The criteria for obsessive-compulsive disorder (OCD) are largely the same in adults and children, although the obsessions and compulsions are not required to be egodystonic in youth, which may increase confusion with schizophrenia spectrum disorders.

In addition to these well-established diagnostic criteria, there is increasing awareness that some children suffer from severe psychiatric disturbances that often involve odd language and social behavior, distortions of reality in response to specific environmental events and unpredictable behaviors, but do not clearly meet criteria for diagnosis of schizophrenia.

Such children have been proposed to have a unique disorder that has been termed "Multidimensionally Impaired Disorder"or "Multiple Complex Developmental Disorder."
Both overlap with severe mood dysregulation, except that severe mood dysregulation specifically excludes any psychotic symptoms.

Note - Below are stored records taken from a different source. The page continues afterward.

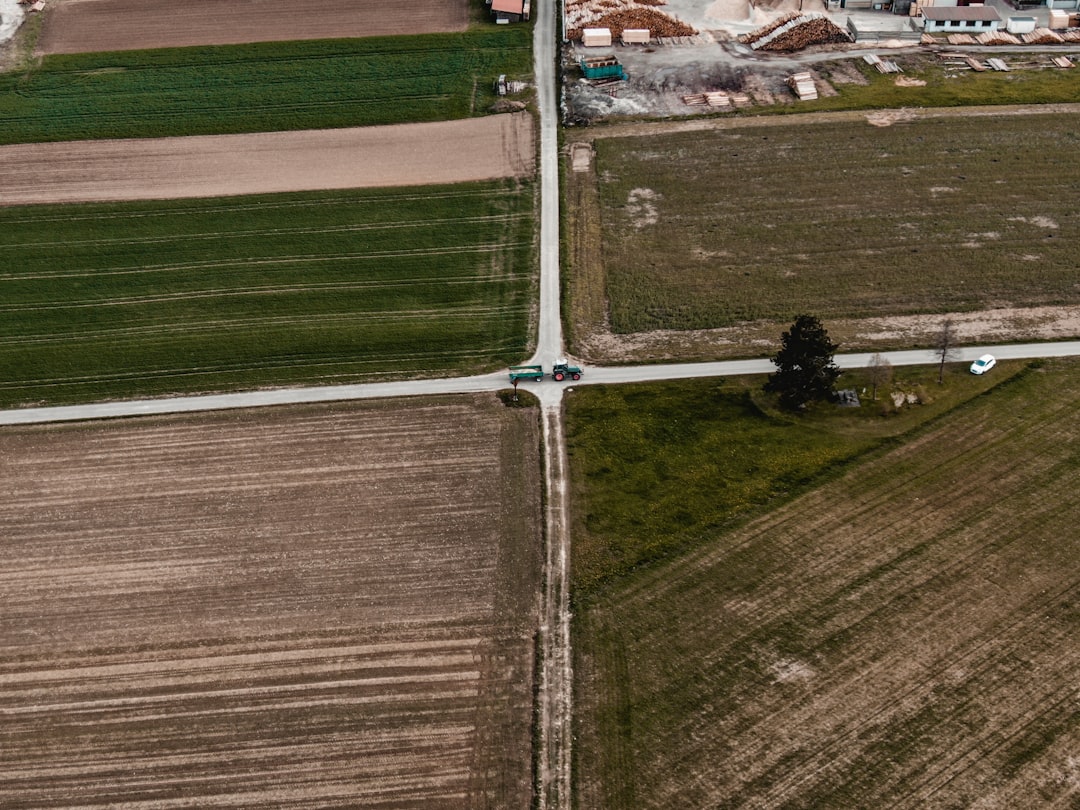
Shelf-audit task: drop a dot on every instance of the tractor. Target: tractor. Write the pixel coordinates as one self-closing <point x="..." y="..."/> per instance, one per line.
<point x="563" y="369"/>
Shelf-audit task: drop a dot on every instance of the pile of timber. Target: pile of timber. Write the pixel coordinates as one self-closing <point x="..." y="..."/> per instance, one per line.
<point x="716" y="99"/>
<point x="880" y="65"/>
<point x="620" y="15"/>
<point x="748" y="39"/>
<point x="795" y="32"/>
<point x="997" y="38"/>
<point x="804" y="86"/>
<point x="1042" y="37"/>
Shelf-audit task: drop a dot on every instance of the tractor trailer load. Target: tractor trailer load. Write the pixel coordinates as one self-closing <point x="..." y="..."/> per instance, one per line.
<point x="559" y="372"/>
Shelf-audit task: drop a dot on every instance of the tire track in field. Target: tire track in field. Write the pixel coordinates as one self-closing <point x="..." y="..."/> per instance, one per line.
<point x="220" y="165"/>
<point x="219" y="207"/>
<point x="211" y="235"/>
<point x="327" y="607"/>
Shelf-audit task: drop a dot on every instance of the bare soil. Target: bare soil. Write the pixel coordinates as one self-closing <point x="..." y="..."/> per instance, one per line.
<point x="83" y="26"/>
<point x="899" y="332"/>
<point x="302" y="607"/>
<point x="217" y="165"/>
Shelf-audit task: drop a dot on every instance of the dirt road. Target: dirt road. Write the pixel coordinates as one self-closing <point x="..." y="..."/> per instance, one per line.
<point x="874" y="118"/>
<point x="125" y="25"/>
<point x="217" y="165"/>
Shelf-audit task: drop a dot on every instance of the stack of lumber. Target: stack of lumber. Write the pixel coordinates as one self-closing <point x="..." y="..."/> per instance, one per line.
<point x="718" y="99"/>
<point x="804" y="86"/>
<point x="997" y="38"/>
<point x="1042" y="37"/>
<point x="880" y="65"/>
<point x="796" y="32"/>
<point x="748" y="39"/>
<point x="620" y="15"/>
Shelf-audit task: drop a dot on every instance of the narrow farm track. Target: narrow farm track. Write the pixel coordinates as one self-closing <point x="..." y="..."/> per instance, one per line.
<point x="221" y="165"/>
<point x="310" y="608"/>
<point x="123" y="25"/>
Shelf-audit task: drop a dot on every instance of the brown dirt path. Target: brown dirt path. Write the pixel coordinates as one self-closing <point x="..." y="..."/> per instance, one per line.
<point x="86" y="26"/>
<point x="219" y="165"/>
<point x="873" y="118"/>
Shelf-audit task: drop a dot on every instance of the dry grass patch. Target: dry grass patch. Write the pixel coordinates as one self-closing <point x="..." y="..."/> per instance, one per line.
<point x="901" y="636"/>
<point x="838" y="219"/>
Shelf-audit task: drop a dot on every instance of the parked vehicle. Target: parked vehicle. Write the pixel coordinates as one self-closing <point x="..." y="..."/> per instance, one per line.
<point x="526" y="373"/>
<point x="559" y="372"/>
<point x="564" y="369"/>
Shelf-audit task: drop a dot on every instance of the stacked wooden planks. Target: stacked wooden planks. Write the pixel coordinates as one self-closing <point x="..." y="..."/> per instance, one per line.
<point x="1042" y="37"/>
<point x="997" y="38"/>
<point x="804" y="86"/>
<point x="716" y="99"/>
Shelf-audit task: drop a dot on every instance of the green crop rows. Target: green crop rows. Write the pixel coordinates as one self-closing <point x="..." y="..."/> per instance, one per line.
<point x="840" y="219"/>
<point x="259" y="88"/>
<point x="130" y="299"/>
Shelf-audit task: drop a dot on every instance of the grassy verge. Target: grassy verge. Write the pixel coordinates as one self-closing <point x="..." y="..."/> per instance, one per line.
<point x="716" y="228"/>
<point x="135" y="299"/>
<point x="945" y="86"/>
<point x="893" y="636"/>
<point x="260" y="88"/>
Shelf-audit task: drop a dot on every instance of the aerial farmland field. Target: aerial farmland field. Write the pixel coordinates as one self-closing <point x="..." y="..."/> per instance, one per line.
<point x="260" y="88"/>
<point x="301" y="607"/>
<point x="903" y="634"/>
<point x="845" y="220"/>
<point x="126" y="25"/>
<point x="119" y="300"/>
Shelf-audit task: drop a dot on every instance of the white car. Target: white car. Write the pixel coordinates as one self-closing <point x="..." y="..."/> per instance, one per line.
<point x="983" y="364"/>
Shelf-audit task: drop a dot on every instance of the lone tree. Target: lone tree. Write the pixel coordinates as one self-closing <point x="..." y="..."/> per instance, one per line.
<point x="805" y="368"/>
<point x="878" y="373"/>
<point x="945" y="347"/>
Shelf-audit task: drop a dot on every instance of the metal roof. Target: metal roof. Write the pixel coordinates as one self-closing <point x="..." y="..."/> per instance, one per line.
<point x="949" y="13"/>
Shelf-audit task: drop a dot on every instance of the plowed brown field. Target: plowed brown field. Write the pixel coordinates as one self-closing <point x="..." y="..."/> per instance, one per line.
<point x="320" y="607"/>
<point x="217" y="165"/>
<point x="126" y="25"/>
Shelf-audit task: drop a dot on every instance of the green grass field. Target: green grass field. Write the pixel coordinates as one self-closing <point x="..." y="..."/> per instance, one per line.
<point x="260" y="88"/>
<point x="842" y="619"/>
<point x="710" y="229"/>
<point x="135" y="299"/>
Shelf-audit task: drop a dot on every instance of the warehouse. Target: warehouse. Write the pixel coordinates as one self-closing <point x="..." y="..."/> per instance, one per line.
<point x="960" y="18"/>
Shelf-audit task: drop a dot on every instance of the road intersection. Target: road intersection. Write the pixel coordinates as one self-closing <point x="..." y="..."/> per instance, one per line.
<point x="555" y="692"/>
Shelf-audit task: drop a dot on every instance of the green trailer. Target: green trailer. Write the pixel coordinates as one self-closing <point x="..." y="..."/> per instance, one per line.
<point x="517" y="374"/>
<point x="602" y="67"/>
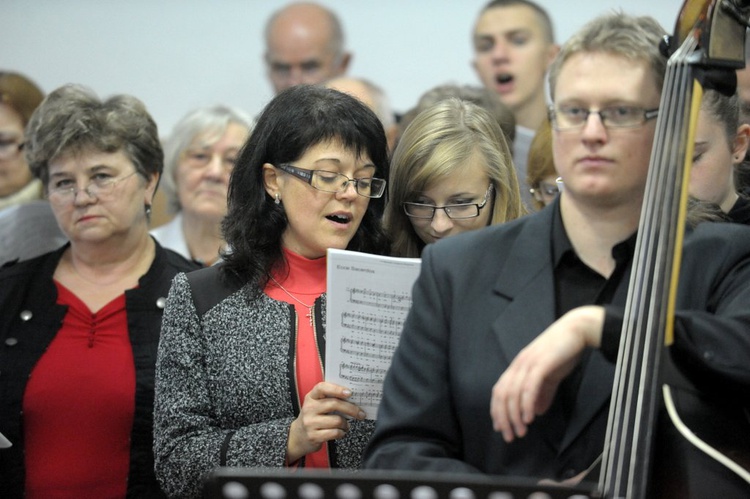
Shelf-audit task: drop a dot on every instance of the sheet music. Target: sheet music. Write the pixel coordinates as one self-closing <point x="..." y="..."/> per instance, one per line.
<point x="369" y="297"/>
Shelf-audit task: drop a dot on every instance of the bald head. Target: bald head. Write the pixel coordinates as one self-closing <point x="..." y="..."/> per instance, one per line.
<point x="304" y="44"/>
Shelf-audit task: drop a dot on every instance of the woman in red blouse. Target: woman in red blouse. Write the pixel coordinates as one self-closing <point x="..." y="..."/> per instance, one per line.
<point x="80" y="325"/>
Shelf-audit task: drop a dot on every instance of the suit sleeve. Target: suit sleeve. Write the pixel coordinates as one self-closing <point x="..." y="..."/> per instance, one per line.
<point x="417" y="428"/>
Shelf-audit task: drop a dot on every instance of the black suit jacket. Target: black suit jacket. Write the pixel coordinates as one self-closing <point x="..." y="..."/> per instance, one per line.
<point x="481" y="297"/>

There have been limited follow-up studies of such children and these have yielded somewhat discrepant results. A National Institutes of Mental Health group led by Judith Rapoport evaluated 26 pediatric patients (mean age,11.6 ± 2.7 years) and found that half of subjects followed up at 2-8 years were diagnosed with psychosis NOS, 3%-12% had schizoaffective disorder, 38% had bipolar disorder, 12% had major depression, and 15% were symptom-free.[15] A European group found that 78% of children with multiple complex developmental disorder examined as adolescents had symptoms that appeared prodromal for schizophrenia although none had yet been diagnosed with a schizophrenia spectrum disorder.